O Supremo Tribunal Federal (STF) retoma nesta segunda-feira (3), às 14h, as sessões presenciais do plenário da Corte após o recesso de julho, com pauta que inclui o julgamento sobre o alcance das medidas protetivas da Lei Maria da Penha em casos de violência de gênero ocorridos fora do contexto doméstico, além de ações que contestam restrições na reforma tributária para a compra de automóveis por pessoas com deficiência ou Transtorno do Espectro Autista (TEA).

O principal processo em pauta trata da aplicação da Lei Maria da Penha em situações de violência contra a mulher em contexto comunitário, como em locais públicos. O caso começou a ser analisado em maio deste ano, quando foram ouvidas as sustentações orais das partes envolvidas. Na sessão de hoje, os ministros vão proferir os votos sobre a questão.

A Corte julga recurso do Ministério Público de Minas Gerais (MPMG) para derrubar decisão da Justiça estadual que negou a aplicação de medidas protetivas a uma mulher que recebeu ameaças por razões de gênero em local público. Os detalhes do processo não foram divulgados porque estão em segredo de Justiça. Para o MP, a Lei Maria da Penha pode ser aplicada de forma ampla, sempre que ocorrer violência de gênero contra a mulher, independentemente do ambiente.

A norma prevê diversas medidas protetivas, como afastamento do agressor do lar, proibição de aproximação da vítima, uso de tornozeleira eletrônica e decretação de prisão preventiva. A decisão do STF poderá estabelecer um entendimento definitivo sobre a interpretação da lei, que é considerada um marco no enfrentamento à violência doméstica e familiar no Brasil.

Reforma tributária e isenção para pessoas com deficiência

O plenário também deve julgar nesta segunda-feira ações que contestam o trecho da reforma tributária (Lei Complementar 214/2025) que restringiu o benefício da isenção fiscal para compra de automóveis por pessoas com deficiência ou com Transtorno do Espectro Autista (TEA). Para as entidades que entraram com as ações, a restrição é discriminatória e inconstitucional.

O artigo 149 da lei garantiu a redução a zero das alíquotas do Imposto sobre Bens e Serviços (IBS) e da Contribuição Social sobre Bens e Serviços (CBS) incidentes sobre a venda de automóveis nacionais.
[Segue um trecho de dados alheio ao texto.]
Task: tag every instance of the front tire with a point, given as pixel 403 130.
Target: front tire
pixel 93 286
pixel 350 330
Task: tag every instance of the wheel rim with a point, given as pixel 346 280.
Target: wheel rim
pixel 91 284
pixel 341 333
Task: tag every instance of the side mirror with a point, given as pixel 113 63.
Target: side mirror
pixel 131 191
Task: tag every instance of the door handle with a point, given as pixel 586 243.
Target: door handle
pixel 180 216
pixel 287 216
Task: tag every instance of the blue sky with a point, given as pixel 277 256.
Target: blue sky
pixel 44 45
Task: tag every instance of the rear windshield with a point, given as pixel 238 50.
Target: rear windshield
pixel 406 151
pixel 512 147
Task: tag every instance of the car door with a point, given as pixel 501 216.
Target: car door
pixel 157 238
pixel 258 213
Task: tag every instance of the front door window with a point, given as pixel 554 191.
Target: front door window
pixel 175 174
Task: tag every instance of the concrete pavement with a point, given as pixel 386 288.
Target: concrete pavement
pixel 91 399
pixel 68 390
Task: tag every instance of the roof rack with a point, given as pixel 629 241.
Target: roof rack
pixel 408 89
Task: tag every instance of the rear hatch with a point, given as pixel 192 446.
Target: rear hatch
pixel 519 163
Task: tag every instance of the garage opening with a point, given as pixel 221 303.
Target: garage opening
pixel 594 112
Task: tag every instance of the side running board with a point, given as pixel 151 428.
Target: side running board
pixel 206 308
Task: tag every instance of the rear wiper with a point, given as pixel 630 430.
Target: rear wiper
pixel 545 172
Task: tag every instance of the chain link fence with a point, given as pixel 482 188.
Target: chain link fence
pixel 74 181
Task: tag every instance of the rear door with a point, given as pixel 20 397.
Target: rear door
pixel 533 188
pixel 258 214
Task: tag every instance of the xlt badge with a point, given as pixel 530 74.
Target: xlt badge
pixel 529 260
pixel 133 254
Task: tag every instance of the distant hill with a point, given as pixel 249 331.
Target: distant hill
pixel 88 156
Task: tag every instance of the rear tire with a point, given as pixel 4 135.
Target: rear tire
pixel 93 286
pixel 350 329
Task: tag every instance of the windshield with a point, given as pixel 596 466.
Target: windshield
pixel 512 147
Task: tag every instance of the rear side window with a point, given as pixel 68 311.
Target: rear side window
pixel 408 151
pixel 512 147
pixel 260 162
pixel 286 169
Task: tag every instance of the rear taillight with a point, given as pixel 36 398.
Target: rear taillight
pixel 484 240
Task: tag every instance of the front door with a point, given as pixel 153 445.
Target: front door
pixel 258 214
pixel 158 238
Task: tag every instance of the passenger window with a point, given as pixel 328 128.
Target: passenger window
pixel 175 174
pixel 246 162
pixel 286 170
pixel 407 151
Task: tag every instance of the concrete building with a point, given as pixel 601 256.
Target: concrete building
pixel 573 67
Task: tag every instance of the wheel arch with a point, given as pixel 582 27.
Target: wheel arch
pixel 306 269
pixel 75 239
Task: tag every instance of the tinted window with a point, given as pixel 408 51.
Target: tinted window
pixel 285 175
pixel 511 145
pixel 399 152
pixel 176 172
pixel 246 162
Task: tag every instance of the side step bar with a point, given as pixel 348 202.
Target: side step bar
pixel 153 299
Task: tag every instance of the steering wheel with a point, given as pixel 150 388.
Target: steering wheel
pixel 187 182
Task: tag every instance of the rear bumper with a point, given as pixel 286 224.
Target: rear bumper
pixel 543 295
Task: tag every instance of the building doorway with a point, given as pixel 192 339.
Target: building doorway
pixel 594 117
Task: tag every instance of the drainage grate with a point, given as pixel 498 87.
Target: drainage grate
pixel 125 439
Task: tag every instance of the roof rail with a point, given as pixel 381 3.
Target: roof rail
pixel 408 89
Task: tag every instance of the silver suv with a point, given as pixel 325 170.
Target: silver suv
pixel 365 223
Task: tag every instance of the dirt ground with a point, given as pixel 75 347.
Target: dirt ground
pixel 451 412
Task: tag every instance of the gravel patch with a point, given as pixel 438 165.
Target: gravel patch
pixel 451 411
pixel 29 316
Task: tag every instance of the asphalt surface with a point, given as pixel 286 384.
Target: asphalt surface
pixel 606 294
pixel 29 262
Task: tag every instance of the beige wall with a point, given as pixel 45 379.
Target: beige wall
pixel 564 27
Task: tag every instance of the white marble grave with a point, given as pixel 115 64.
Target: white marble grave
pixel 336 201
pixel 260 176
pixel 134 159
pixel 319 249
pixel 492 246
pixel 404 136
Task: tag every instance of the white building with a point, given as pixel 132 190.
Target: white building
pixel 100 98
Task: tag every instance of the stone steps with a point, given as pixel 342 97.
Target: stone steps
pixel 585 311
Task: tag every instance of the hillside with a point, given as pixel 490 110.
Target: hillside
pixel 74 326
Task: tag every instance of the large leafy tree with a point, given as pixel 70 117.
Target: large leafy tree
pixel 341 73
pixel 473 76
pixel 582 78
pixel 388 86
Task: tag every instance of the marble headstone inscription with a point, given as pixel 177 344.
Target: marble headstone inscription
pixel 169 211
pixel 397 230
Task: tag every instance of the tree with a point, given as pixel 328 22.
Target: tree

Contudo, o benefício foi limitado a determinadas condições, o que gerou questionamentos judiciais. A Corte deverá analisar se a restrição viola princípios constitucionais de igualdade e acessibilidade.

O retorno das sessões presenciais marca um semestre de intensa atividade no STF, que já tem outros temas relevantes em pauta, como a regulamentação das big techs e a definição de regras para responsabilidade de plataformas digitais, além de casos de improbidade administrativa. A decisão sobre a Lei Maria da Penha é acompanhada de perto por entidades de defesa dos direitos das mulheres, que veem na interpretação ampla da norma um avanço na proteção contra todas as formas de violência de gênero.

O julgamento de hoje reforça o papel do STF como guardião da Constituição e dos direitos fundamentais, em um momento em que o país debate a eficácia das políticas públicas de enfrentamento à violência contra a mulher e a inclusão social de pessoas com deficiência.